Sources expect the Senate Finance Committee to conduct a markup in November of a bill addressing whether a president can claim national security reasons when imposing unilateral tariffs for climate change, prescription drug imports, and most importantly, steel and aluminum. Because government data shows that American tool and die manufacturers and metal stampers now face higher prices for raw materials than their foreign competitors, American manufacturers ask Washington to not artificially raise the costs of manufacturing in America.
 
The NTMA and PMA are working with President Trump to support his efforts addressing long overdue violations by China while helping manufacturers educate this administration about the damage tariffs on steel and aluminum have caused American manufacturers.
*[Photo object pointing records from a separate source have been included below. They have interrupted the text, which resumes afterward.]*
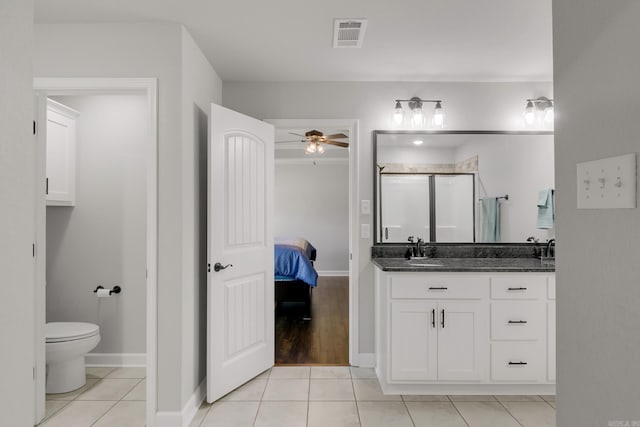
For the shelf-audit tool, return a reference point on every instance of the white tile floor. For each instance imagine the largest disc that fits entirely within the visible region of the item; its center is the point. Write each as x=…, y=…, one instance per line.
x=296, y=396
x=351, y=397
x=112, y=397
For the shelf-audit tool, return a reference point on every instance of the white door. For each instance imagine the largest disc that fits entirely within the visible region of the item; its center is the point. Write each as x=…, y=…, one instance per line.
x=462, y=341
x=240, y=298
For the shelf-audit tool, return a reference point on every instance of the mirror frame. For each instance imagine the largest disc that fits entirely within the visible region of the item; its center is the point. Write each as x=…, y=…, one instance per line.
x=374, y=150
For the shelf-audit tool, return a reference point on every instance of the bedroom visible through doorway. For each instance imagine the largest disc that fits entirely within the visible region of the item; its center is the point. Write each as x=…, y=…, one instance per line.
x=311, y=210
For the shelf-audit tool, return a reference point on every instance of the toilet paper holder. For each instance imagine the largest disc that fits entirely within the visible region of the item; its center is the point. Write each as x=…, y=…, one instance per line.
x=115, y=290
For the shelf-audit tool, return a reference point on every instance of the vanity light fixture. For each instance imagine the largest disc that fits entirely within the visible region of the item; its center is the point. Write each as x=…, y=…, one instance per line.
x=539, y=111
x=416, y=118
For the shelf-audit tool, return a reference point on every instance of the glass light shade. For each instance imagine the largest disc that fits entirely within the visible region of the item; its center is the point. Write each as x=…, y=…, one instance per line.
x=311, y=148
x=529, y=114
x=438, y=116
x=398, y=114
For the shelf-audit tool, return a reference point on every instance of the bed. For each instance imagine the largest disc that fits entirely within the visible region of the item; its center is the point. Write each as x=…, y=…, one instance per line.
x=294, y=273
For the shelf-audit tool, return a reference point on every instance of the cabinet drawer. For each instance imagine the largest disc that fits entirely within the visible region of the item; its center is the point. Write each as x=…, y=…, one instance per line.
x=519, y=362
x=518, y=287
x=518, y=321
x=438, y=287
x=551, y=288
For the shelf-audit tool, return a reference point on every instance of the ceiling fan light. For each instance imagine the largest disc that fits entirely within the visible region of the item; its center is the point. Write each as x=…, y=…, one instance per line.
x=311, y=148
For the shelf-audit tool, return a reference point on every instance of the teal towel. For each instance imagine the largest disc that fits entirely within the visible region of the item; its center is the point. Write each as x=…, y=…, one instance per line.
x=546, y=213
x=490, y=219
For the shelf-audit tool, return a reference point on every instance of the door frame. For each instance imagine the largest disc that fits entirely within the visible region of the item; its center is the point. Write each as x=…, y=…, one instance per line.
x=91, y=86
x=354, y=197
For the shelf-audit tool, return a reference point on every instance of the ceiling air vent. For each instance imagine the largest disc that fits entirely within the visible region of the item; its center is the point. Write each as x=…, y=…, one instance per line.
x=348, y=32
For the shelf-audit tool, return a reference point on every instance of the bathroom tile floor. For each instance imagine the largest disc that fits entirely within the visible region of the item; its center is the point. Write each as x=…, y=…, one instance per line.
x=351, y=397
x=112, y=397
x=315, y=396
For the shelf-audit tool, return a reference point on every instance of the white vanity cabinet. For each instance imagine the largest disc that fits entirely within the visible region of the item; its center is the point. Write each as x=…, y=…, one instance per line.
x=61, y=154
x=465, y=333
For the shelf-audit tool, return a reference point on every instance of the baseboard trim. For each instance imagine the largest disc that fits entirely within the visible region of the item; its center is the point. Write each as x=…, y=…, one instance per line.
x=115, y=359
x=367, y=360
x=336, y=273
x=185, y=416
x=193, y=404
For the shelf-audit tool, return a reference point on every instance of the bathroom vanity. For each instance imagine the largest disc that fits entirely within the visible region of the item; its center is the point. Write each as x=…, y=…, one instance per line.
x=465, y=325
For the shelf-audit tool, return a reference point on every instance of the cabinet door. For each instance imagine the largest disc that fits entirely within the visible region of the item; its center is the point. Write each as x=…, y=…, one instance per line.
x=551, y=341
x=413, y=353
x=463, y=335
x=61, y=146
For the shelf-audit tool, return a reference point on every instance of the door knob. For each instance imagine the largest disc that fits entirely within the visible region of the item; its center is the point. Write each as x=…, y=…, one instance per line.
x=217, y=266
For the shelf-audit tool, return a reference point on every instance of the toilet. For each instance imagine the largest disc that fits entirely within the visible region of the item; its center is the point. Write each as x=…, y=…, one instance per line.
x=66, y=345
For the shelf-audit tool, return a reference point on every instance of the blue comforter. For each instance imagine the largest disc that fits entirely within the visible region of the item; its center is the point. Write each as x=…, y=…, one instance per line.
x=292, y=262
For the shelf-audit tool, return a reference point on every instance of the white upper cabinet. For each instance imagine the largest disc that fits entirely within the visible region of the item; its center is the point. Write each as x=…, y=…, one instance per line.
x=61, y=154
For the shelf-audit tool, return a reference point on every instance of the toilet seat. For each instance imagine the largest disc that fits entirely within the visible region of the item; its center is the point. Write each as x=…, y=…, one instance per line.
x=69, y=331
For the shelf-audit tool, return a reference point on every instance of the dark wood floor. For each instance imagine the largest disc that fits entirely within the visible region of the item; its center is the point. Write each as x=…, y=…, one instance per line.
x=323, y=340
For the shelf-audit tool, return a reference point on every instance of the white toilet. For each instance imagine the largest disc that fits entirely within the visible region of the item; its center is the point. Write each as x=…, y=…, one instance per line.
x=67, y=344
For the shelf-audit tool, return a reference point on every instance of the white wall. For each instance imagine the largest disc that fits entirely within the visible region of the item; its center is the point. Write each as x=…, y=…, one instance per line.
x=161, y=51
x=468, y=105
x=200, y=87
x=312, y=201
x=17, y=218
x=102, y=240
x=596, y=68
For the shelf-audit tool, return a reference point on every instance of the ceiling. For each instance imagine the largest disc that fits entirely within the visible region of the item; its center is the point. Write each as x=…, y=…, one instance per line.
x=291, y=40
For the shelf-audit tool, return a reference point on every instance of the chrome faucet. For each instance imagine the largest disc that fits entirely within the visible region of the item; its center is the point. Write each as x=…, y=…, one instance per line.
x=419, y=249
x=549, y=244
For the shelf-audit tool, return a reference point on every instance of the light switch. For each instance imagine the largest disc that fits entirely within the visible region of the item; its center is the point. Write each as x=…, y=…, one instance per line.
x=365, y=207
x=364, y=231
x=607, y=183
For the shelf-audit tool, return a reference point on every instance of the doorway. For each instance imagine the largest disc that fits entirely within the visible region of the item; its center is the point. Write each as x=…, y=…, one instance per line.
x=80, y=91
x=315, y=201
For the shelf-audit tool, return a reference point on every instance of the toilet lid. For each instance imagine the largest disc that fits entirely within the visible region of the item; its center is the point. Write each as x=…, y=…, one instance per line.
x=69, y=331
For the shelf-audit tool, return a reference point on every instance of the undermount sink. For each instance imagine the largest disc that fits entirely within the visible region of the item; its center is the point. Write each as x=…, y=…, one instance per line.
x=423, y=262
x=548, y=260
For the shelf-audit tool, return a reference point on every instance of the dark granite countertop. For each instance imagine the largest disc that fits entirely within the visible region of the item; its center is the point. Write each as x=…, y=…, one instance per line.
x=464, y=265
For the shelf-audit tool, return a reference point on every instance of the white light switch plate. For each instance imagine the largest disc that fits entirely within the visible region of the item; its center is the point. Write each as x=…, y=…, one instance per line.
x=365, y=207
x=364, y=231
x=607, y=183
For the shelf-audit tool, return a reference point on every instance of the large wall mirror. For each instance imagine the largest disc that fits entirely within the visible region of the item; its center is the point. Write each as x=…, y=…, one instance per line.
x=429, y=184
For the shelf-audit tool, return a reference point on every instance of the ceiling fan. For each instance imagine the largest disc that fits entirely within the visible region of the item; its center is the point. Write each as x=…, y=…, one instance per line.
x=316, y=139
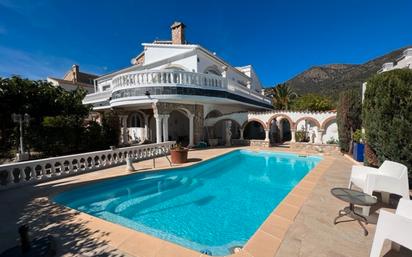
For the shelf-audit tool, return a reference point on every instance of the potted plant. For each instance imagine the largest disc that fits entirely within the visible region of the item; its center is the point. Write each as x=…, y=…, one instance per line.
x=179, y=153
x=358, y=146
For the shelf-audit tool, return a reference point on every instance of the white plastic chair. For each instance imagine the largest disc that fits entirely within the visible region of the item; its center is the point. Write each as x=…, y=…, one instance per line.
x=390, y=177
x=395, y=227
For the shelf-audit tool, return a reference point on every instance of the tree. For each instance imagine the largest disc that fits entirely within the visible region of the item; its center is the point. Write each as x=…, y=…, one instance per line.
x=348, y=117
x=312, y=102
x=282, y=96
x=387, y=115
x=57, y=119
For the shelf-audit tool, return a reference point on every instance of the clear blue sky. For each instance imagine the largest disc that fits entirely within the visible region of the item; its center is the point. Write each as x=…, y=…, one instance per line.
x=279, y=38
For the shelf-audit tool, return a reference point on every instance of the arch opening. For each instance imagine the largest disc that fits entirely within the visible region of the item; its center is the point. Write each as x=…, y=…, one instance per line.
x=254, y=130
x=178, y=127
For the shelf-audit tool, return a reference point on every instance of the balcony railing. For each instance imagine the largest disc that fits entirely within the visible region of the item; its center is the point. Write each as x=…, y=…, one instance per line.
x=167, y=77
x=183, y=79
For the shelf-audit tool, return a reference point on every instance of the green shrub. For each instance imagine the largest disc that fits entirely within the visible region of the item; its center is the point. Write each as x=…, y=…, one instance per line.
x=387, y=115
x=312, y=102
x=332, y=141
x=358, y=136
x=348, y=117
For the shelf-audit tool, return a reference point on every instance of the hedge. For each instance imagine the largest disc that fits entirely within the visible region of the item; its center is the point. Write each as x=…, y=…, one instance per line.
x=348, y=117
x=387, y=116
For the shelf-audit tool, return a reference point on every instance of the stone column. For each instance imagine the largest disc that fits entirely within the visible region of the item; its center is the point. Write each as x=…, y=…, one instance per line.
x=318, y=139
x=267, y=135
x=166, y=127
x=146, y=127
x=228, y=132
x=191, y=128
x=123, y=129
x=293, y=134
x=158, y=128
x=280, y=128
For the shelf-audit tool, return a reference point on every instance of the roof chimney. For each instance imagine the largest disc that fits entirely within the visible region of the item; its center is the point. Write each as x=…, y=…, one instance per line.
x=178, y=33
x=75, y=72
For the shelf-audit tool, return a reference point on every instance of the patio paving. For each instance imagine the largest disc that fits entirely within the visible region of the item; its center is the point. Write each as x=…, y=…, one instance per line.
x=311, y=234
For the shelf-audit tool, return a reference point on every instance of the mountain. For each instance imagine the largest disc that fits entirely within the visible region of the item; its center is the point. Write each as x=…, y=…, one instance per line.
x=331, y=79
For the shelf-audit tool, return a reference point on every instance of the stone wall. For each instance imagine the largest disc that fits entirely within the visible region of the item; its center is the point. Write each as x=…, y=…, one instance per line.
x=198, y=129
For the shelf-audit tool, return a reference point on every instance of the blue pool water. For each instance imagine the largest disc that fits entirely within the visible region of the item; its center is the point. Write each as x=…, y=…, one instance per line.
x=212, y=206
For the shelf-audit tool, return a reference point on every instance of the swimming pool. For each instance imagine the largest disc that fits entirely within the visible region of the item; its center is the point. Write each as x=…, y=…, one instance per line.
x=213, y=205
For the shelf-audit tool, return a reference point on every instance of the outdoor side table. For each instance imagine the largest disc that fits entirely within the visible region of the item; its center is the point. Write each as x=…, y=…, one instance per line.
x=353, y=197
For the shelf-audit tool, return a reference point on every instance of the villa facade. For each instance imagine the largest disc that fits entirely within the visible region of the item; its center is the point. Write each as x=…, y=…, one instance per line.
x=403, y=62
x=173, y=88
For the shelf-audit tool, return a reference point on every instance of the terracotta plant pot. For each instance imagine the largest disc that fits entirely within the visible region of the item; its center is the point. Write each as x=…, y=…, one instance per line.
x=179, y=155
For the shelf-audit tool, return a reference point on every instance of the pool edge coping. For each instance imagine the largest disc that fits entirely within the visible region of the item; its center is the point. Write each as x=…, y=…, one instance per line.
x=264, y=242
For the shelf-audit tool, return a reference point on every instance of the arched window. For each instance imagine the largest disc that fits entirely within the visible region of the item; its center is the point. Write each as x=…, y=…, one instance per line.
x=135, y=121
x=213, y=70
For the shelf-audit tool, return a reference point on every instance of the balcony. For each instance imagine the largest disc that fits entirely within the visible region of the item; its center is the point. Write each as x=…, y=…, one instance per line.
x=172, y=82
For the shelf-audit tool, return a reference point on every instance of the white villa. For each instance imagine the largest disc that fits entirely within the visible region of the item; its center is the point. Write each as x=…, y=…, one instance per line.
x=403, y=62
x=173, y=88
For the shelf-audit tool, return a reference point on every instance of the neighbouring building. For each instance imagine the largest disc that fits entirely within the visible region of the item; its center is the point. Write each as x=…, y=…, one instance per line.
x=75, y=78
x=403, y=62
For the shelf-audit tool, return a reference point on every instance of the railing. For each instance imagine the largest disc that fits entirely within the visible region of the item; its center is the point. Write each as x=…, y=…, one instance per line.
x=97, y=97
x=167, y=77
x=183, y=78
x=28, y=172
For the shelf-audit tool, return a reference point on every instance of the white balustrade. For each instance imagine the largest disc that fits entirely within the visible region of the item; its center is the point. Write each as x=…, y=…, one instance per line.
x=167, y=77
x=35, y=171
x=183, y=78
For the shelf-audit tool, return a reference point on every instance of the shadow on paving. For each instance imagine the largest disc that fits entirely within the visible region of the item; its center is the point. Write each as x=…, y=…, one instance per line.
x=30, y=205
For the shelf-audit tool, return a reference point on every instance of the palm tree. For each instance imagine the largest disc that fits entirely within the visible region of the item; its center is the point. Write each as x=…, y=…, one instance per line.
x=282, y=96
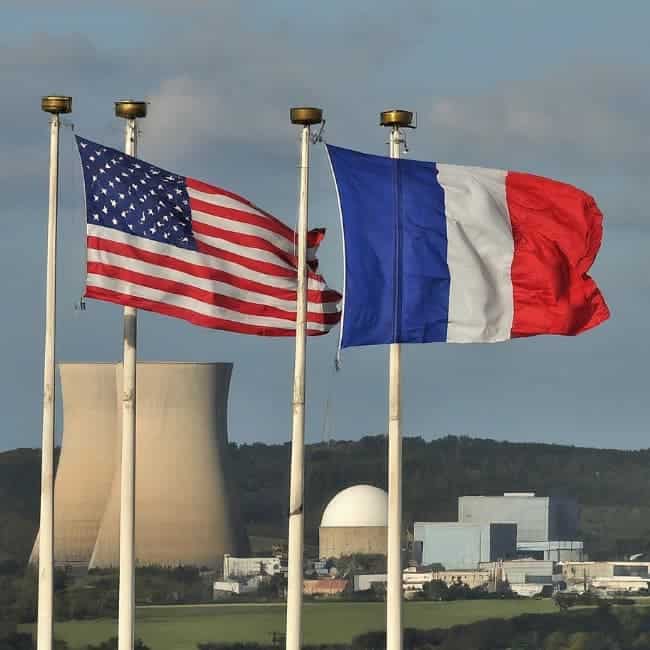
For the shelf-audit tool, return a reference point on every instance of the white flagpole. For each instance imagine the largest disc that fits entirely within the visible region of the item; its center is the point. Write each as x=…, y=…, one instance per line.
x=130, y=111
x=55, y=105
x=304, y=117
x=394, y=628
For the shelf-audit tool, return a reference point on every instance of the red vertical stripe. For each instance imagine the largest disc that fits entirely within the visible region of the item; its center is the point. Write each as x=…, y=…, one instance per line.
x=557, y=231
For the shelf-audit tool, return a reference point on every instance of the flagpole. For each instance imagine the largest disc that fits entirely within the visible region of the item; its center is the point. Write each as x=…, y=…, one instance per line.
x=305, y=117
x=394, y=628
x=130, y=111
x=55, y=105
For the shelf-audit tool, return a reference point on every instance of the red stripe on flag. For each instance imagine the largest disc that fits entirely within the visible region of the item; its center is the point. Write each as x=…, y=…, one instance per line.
x=193, y=317
x=210, y=273
x=207, y=297
x=243, y=239
x=262, y=267
x=314, y=237
x=557, y=231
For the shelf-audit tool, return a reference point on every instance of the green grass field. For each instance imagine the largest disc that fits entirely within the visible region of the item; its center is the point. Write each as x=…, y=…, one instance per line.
x=181, y=628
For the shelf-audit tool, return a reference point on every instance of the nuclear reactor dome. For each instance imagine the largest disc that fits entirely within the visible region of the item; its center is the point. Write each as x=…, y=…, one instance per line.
x=355, y=521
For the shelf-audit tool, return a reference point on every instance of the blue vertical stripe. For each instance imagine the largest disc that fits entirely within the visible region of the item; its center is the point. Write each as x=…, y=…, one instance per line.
x=394, y=229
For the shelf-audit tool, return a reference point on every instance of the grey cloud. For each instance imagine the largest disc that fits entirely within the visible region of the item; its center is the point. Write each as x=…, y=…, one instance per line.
x=586, y=112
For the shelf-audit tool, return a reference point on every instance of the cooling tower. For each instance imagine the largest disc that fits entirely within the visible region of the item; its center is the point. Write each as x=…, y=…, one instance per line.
x=185, y=509
x=86, y=467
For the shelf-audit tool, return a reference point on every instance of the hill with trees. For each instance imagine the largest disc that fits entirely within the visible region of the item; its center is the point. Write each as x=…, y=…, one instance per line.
x=611, y=486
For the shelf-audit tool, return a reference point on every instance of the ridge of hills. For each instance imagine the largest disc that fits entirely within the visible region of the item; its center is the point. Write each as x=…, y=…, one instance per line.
x=612, y=486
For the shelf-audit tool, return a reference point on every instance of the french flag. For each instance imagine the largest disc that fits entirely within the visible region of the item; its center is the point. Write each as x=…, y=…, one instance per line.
x=438, y=252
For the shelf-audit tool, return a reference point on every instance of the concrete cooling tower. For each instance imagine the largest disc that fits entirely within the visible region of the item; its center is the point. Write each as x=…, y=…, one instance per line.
x=86, y=466
x=185, y=506
x=186, y=509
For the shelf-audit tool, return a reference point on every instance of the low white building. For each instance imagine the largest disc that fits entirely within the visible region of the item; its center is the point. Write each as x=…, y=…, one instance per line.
x=606, y=576
x=245, y=567
x=225, y=588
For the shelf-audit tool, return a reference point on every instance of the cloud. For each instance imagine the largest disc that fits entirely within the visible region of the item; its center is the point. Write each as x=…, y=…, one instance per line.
x=584, y=113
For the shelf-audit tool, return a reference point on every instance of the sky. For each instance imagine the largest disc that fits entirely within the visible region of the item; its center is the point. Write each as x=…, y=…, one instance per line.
x=555, y=88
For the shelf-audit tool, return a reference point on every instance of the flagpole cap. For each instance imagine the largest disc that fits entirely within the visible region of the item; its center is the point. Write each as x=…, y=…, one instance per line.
x=56, y=104
x=130, y=109
x=396, y=117
x=306, y=115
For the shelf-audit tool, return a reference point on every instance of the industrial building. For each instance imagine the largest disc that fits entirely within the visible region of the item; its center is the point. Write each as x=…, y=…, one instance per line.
x=546, y=526
x=245, y=567
x=606, y=576
x=527, y=577
x=186, y=509
x=457, y=545
x=355, y=521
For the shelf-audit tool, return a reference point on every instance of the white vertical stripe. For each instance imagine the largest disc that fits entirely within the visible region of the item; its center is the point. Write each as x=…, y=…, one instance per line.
x=479, y=254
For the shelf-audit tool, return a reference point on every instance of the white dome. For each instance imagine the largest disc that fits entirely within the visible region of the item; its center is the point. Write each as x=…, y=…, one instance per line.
x=359, y=505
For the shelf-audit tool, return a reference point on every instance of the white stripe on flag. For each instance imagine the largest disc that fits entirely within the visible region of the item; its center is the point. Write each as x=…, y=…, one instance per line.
x=480, y=249
x=191, y=304
x=214, y=286
x=193, y=257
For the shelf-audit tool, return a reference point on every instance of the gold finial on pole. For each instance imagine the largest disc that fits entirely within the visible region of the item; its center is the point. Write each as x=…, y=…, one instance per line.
x=306, y=115
x=396, y=117
x=56, y=104
x=130, y=109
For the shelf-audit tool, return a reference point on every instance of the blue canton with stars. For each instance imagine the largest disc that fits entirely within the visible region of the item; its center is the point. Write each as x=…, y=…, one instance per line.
x=134, y=196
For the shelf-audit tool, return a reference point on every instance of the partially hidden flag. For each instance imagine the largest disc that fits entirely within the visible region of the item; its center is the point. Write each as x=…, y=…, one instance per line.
x=180, y=247
x=438, y=252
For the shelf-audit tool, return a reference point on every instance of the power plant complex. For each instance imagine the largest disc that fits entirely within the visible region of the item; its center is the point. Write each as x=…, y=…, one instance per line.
x=186, y=508
x=355, y=521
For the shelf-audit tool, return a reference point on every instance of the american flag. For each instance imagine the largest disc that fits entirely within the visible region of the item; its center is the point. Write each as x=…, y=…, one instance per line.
x=180, y=247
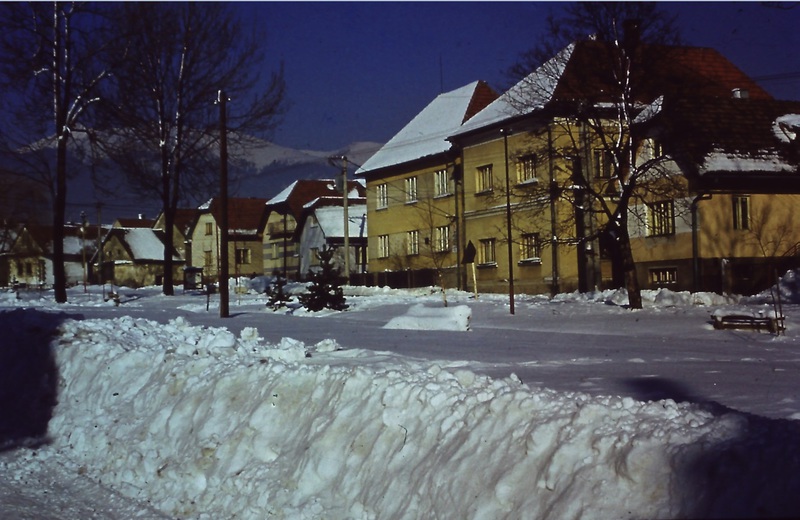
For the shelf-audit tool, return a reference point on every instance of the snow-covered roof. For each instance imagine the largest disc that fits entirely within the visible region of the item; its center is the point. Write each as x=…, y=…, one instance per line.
x=529, y=94
x=331, y=220
x=427, y=133
x=144, y=243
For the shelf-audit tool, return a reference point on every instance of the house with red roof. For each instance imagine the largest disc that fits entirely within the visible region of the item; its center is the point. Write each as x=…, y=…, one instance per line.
x=685, y=154
x=247, y=219
x=286, y=210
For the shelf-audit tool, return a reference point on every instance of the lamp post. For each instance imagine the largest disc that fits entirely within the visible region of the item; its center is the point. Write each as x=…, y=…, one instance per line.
x=505, y=133
x=83, y=248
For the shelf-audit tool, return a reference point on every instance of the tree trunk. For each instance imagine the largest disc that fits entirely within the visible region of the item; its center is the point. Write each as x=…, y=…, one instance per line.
x=60, y=204
x=629, y=267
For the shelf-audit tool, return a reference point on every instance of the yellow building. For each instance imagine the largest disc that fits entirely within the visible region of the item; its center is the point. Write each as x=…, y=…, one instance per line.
x=412, y=198
x=537, y=187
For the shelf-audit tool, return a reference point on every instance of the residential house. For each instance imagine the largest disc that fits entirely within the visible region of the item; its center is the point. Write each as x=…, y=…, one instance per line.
x=182, y=226
x=411, y=194
x=322, y=225
x=29, y=259
x=247, y=219
x=281, y=254
x=134, y=257
x=528, y=159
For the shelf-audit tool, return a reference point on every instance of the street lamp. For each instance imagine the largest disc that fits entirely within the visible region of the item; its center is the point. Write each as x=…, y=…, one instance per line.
x=83, y=247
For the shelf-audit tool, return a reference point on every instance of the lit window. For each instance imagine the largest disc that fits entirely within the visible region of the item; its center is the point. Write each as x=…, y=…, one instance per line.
x=486, y=252
x=441, y=186
x=741, y=212
x=662, y=218
x=664, y=276
x=442, y=239
x=412, y=241
x=242, y=256
x=530, y=247
x=484, y=179
x=383, y=246
x=411, y=189
x=383, y=196
x=603, y=164
x=526, y=169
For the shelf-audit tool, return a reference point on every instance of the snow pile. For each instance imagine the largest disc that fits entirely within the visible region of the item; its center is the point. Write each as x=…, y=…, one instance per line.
x=420, y=317
x=202, y=423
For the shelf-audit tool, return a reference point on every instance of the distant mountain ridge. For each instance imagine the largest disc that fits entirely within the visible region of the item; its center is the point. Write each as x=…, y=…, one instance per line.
x=271, y=168
x=274, y=167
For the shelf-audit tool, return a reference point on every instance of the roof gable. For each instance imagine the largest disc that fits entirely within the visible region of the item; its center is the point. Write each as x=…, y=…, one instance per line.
x=294, y=198
x=427, y=133
x=582, y=72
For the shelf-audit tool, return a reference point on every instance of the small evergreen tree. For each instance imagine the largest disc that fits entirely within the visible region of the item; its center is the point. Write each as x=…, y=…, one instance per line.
x=325, y=290
x=276, y=297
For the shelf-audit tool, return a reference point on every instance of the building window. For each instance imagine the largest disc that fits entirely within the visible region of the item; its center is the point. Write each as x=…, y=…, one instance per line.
x=484, y=179
x=662, y=218
x=486, y=252
x=530, y=248
x=412, y=243
x=242, y=256
x=383, y=195
x=441, y=183
x=441, y=239
x=741, y=212
x=664, y=276
x=526, y=169
x=411, y=189
x=383, y=246
x=603, y=164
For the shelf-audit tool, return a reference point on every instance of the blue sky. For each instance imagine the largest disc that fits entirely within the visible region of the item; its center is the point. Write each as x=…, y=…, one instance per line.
x=359, y=71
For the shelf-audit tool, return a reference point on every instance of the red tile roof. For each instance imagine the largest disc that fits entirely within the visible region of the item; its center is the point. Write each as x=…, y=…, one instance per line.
x=689, y=72
x=245, y=215
x=306, y=190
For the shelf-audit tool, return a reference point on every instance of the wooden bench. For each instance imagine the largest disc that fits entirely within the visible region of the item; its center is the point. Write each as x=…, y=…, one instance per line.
x=745, y=321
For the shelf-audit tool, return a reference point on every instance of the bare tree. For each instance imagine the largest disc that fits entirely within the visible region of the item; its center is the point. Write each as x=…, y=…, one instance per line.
x=161, y=126
x=50, y=73
x=596, y=93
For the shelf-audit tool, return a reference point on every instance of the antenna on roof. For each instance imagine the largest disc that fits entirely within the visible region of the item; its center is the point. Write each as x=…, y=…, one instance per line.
x=441, y=75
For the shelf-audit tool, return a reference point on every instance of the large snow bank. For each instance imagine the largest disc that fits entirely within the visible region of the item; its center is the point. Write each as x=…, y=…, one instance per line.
x=420, y=317
x=204, y=424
As One Voice repeatedly states, “we don’t have a global raw material problem, we have a China problem” and have worked with industry and government partners to speak with One Voice against China while preserving customer relationships and continuing to export American products to the world.
 
The Senate Finance Committee is drafting this bipartisan bill to make sure all parties, industry, government, and the public, have a more transparent understanding of how imports impact America’s national security and provide a way for One Voice members to fight back.
 
The NTMA and PMA work with business groups, industry interests, and those who specially support manufacturing in America to promote the interest of U.S. manufacturers and make sure Congress and the White House focusses on the voices who speak solely for manufacturers.
 
The bill under consideration states that the International Trade Commission must supply a report to Congress assessing any economic harms within 270 days of the tariff’s introduction. Furthermore, the administration must provide periodic evaluation of a Section 232 tariff every six months to Congress to justify its continuation. Finally, Congress will have the power to remove a Section 232 tariff by a vote of disapproval.
 
While the timing of the legislation remains unclear, those who promote manufacturing in America have supported efforts to level the playing field and provide transparency in our trade laws, including this potential legislation at a time when NTMA and PMA members face higher input costs as related to their foreign competitors.

 

 

 
 Trump Administration Finalizes Repeal of WOTUS
 
On October 22, the EPA and the Army Corps of Engineers finalized the repeal of the 2015 definition of Waters of the U.S. (WOTUS). By repealing WOTUS, the agencies must now use the 1986 reading of WOTUS in the interim until they finalize a replacement rule. While the move allows the Trump administration to ignore the Obama-era WOTUS rule as they craft a narrower replacement rule, the 1986 reading of WOTUS was also considered overly expansive. An inevitable lawsuit against a finalized replacement rule could result in the courts upholding the 1986 reading which environmental groups used to win previous court cases.

 

 

 
Labor Department Proposes Expanding Electronic ERISA Disclosures
 
Last week, the Labor Department’s Employee Benefits Security Administration (EBSA) published a proposal in the federal register allowing administrators of retirement plans subject to the Employee Retirement Income Security Act of 1974 (ERISA) “who satisfy specified conditions to provide participants and beneficiaries with a notice that certain disclosures will be made available on a website.” This new electronic safe harbor rule proposed by EBSA does not replace but adds to the original electronic delivery safe harbor rule issued in 2002. Under the proposal, plan administrators can choose either or both safe harbors as a way to distribute electronic disclosures under ERISA. While individuals will still be allowed to choose paper copies and opt out of electronic delivery, EBSA expects the proposal to “reduce the costs and burden associated with furnishing many of the recurring and most costly ERISA disclosures.